#6. Diamonds aren’t forever
Have you ever been on a hiking trip, and forgot to bring your water bottle? Well, imagine if you were lost in the wilderness, and you had no water for days when suddenly you stumble on a lost tribe of natives. The natives have water, but they want something in return… your shiny diamond wedding ring.
If you were dying of thirst, would you trade the ring for the glass of water? Of course you would. And in doing so, you’re proving Karl Marx wrong. You see, Karl Marx had a theory called the “Labor Theory of Value,” which basically argued that something was as valuable as the time and effort that it took to create or acquire it. Thus, a diamond would be expensive because it takes lots of labor and toil to dig it up, cut it, and set it in your jewelry. Surely a diamond would always be more valuable than a glass of water, right? Not in the above scenario.

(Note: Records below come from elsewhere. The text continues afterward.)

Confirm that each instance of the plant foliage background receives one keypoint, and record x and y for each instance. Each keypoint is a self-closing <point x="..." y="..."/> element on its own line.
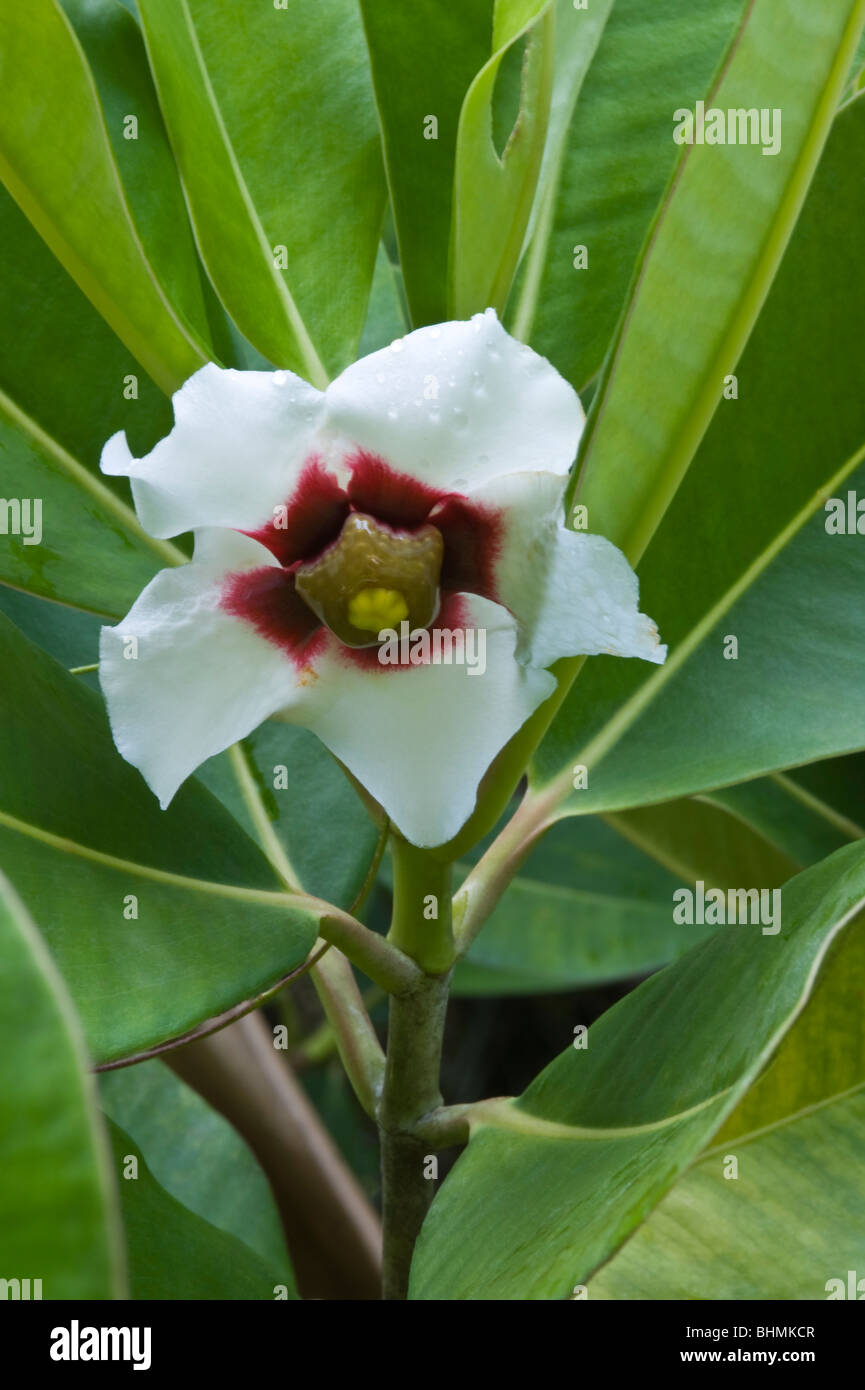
<point x="255" y="184"/>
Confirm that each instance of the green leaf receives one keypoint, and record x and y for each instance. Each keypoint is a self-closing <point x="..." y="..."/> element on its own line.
<point x="86" y="845"/>
<point x="715" y="245"/>
<point x="93" y="552"/>
<point x="584" y="908"/>
<point x="127" y="243"/>
<point x="572" y="1168"/>
<point x="608" y="160"/>
<point x="327" y="836"/>
<point x="743" y="552"/>
<point x="174" y="1254"/>
<point x="57" y="1208"/>
<point x="424" y="57"/>
<point x="326" y="833"/>
<point x="196" y="1157"/>
<point x="808" y="812"/>
<point x="793" y="1216"/>
<point x="385" y="317"/>
<point x="273" y="124"/>
<point x="492" y="192"/>
<point x="588" y="908"/>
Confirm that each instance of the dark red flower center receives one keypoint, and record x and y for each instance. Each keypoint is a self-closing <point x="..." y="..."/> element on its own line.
<point x="349" y="555"/>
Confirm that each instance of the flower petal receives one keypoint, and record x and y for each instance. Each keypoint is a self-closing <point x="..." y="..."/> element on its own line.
<point x="235" y="452"/>
<point x="422" y="738"/>
<point x="195" y="680"/>
<point x="458" y="403"/>
<point x="572" y="594"/>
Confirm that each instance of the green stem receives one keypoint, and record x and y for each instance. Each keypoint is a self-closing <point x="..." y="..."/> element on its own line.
<point x="420" y="929"/>
<point x="410" y="1091"/>
<point x="355" y="1036"/>
<point x="420" y="926"/>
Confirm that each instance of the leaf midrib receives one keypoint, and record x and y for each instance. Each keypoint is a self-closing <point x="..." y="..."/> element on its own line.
<point x="263" y="897"/>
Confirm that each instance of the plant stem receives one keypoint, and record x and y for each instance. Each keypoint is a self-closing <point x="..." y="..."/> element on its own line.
<point x="333" y="1232"/>
<point x="410" y="1091"/>
<point x="420" y="929"/>
<point x="351" y="1027"/>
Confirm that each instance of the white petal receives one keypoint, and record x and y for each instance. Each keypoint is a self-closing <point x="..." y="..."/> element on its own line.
<point x="458" y="403"/>
<point x="422" y="738"/>
<point x="199" y="679"/>
<point x="572" y="594"/>
<point x="235" y="451"/>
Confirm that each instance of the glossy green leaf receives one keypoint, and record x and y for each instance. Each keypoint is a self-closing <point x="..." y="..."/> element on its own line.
<point x="424" y="57"/>
<point x="808" y="812"/>
<point x="59" y="1223"/>
<point x="743" y="552"/>
<point x="310" y="805"/>
<point x="584" y="908"/>
<point x="273" y="124"/>
<point x="385" y="317"/>
<point x="572" y="1168"/>
<point x="326" y="834"/>
<point x="791" y="1218"/>
<point x="196" y="1157"/>
<point x="156" y="919"/>
<point x="175" y="1254"/>
<point x="127" y="243"/>
<point x="715" y="245"/>
<point x="588" y="908"/>
<point x="608" y="160"/>
<point x="492" y="193"/>
<point x="92" y="551"/>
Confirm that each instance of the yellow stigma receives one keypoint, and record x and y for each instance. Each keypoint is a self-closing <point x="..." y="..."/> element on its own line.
<point x="374" y="609"/>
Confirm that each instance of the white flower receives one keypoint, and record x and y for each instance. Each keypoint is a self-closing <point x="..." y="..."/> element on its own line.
<point x="449" y="448"/>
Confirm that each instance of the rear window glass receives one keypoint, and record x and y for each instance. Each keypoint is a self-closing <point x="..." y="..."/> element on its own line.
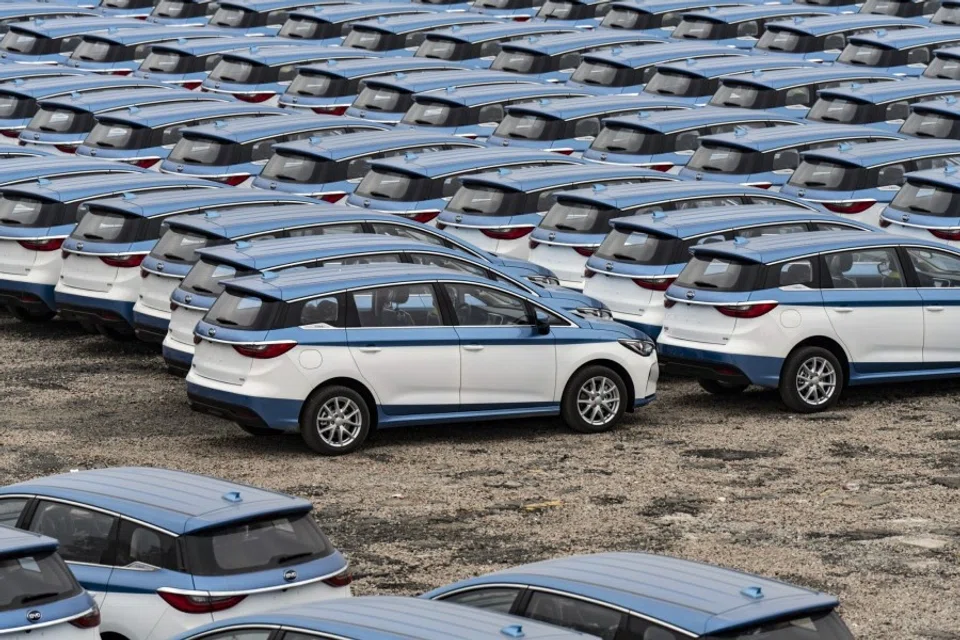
<point x="258" y="545"/>
<point x="33" y="580"/>
<point x="818" y="174"/>
<point x="718" y="274"/>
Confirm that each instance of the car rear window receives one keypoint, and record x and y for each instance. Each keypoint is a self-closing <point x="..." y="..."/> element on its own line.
<point x="578" y="217"/>
<point x="31" y="580"/>
<point x="258" y="545"/>
<point x="718" y="274"/>
<point x="819" y="174"/>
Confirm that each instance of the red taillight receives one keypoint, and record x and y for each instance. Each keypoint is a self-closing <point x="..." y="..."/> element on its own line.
<point x="42" y="245"/>
<point x="89" y="621"/>
<point x="654" y="284"/>
<point x="264" y="351"/>
<point x="426" y="216"/>
<point x="946" y="235"/>
<point x="253" y="97"/>
<point x="123" y="261"/>
<point x="331" y="111"/>
<point x="507" y="234"/>
<point x="340" y="580"/>
<point x="199" y="604"/>
<point x="748" y="311"/>
<point x="850" y="207"/>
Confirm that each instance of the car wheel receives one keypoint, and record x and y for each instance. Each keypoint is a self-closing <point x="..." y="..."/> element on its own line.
<point x="594" y="400"/>
<point x="811" y="381"/>
<point x="335" y="421"/>
<point x="720" y="388"/>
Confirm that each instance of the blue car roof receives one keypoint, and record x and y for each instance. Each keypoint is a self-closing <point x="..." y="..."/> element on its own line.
<point x="399" y="618"/>
<point x="162" y="115"/>
<point x="689" y="223"/>
<point x="883" y="92"/>
<point x="906" y="38"/>
<point x="732" y="15"/>
<point x="766" y="249"/>
<point x="172" y="500"/>
<point x="82" y="188"/>
<point x="670" y="121"/>
<point x="563" y="42"/>
<point x="354" y="144"/>
<point x="784" y="78"/>
<point x="98" y="101"/>
<point x="717" y="67"/>
<point x="438" y="163"/>
<point x="421" y="21"/>
<point x="536" y="178"/>
<point x="568" y="108"/>
<point x="824" y="25"/>
<point x="247" y="129"/>
<point x="645" y="55"/>
<point x="15" y="542"/>
<point x="149" y="205"/>
<point x="872" y="154"/>
<point x="763" y="140"/>
<point x="695" y="597"/>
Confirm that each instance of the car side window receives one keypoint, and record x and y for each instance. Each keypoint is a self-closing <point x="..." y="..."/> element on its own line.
<point x="864" y="269"/>
<point x="10" y="510"/>
<point x="478" y="306"/>
<point x="397" y="306"/>
<point x="574" y="614"/>
<point x="139" y="544"/>
<point x="493" y="599"/>
<point x="937" y="269"/>
<point x="84" y="535"/>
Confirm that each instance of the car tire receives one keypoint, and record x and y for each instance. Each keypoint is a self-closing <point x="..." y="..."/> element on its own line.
<point x="811" y="380"/>
<point x="721" y="388"/>
<point x="582" y="406"/>
<point x="319" y="426"/>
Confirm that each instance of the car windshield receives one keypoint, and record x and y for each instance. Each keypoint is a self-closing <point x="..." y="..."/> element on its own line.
<point x="207" y="276"/>
<point x="101" y="225"/>
<point x="716" y="158"/>
<point x="839" y="110"/>
<point x="35" y="579"/>
<point x="928" y="199"/>
<point x="482" y="200"/>
<point x="578" y="217"/>
<point x="820" y="174"/>
<point x="520" y="61"/>
<point x="718" y="274"/>
<point x="931" y="125"/>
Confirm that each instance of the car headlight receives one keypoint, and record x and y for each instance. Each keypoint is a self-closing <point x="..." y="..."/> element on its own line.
<point x="644" y="348"/>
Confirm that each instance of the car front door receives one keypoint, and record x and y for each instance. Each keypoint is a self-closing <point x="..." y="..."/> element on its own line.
<point x="403" y="349"/>
<point x="504" y="362"/>
<point x="876" y="315"/>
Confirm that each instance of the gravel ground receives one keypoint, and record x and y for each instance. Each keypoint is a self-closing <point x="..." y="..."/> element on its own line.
<point x="863" y="502"/>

You see, value is always subjective. That’s why prices always change and are constantly shifting in a free market, capitalist economy. Diamonds today may be a big deal, but if next year we suddenly decide that we don’t want diamond wedding rings, we want onion rings instead, the diamond economy could collapse overnight. Why? Because value is always what someone is willing to pay for something. Socialist economies can’t plan the pricing system, and indeed they will usually look at prices in capitalist countries to try and emulate them.